Woods, C. R. and Britnell, L. and Eckmann, A. and Ma, R. S. and Lu, J. C. and Guo, H. M. and Lin, X. and Yu, G. L. and Cao, Y. and Gorbachev, R. V. and Kretinin, A. V. and Park, J. and Ponomarenko, L. A. and Katsnelson, M. I. and Gornostyrev, Yu. N. and Watanabe, K. and Taniguchi, T. and Casiraghi, C. and Gao, H-J. and Geim, A. K. and Novoselov, K. S. (2014) Commensurate-incommensurate transition in graphene on hexagonal boron nitride. Nature Physics, 10 (6). pp. 451-456. ISSN 1745-2473
Full text not available from this repository.Abstract
When a crystal is subjected to a periodic potential, under certain circumstances it can adjust itself to follow the periodicity of the potential, resulting in a commensurate state. Of particular interest are topological defects between the two commensurate phases, such as solitons and domain walls. Here we report a commensurate-incommensurate transition for graphene on top of hexagonal boron nitride (hBN).

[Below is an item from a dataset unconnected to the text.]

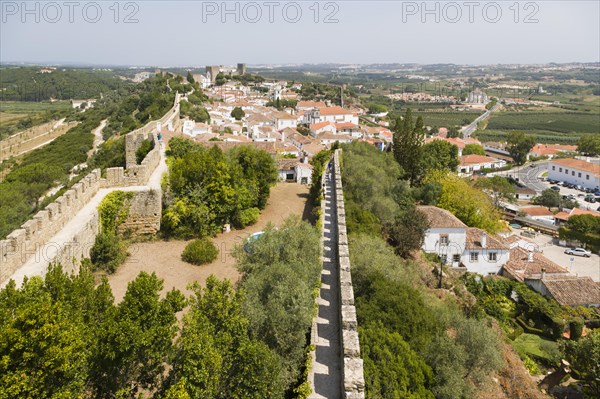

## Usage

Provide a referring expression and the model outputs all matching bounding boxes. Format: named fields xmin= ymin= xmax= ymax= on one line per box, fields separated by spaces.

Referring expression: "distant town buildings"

Depending on the rotation angle between the lattices of the two crystals, graphene can either stretch to adapt to a slightly different hBN periodicity (for small angles, resulting in a commensurate state) or exhibit little adjustment (the incommensurate state). In the commensurate state, areas with matching lattice constants are separated by domain walls that accumulate the generated strain. Such soliton-like objects are not only of significant fundamental interest, but their presence could also explain recent experiments where electronic and optical properties of graphene-hBN heterostructures were observed to be considerably altered.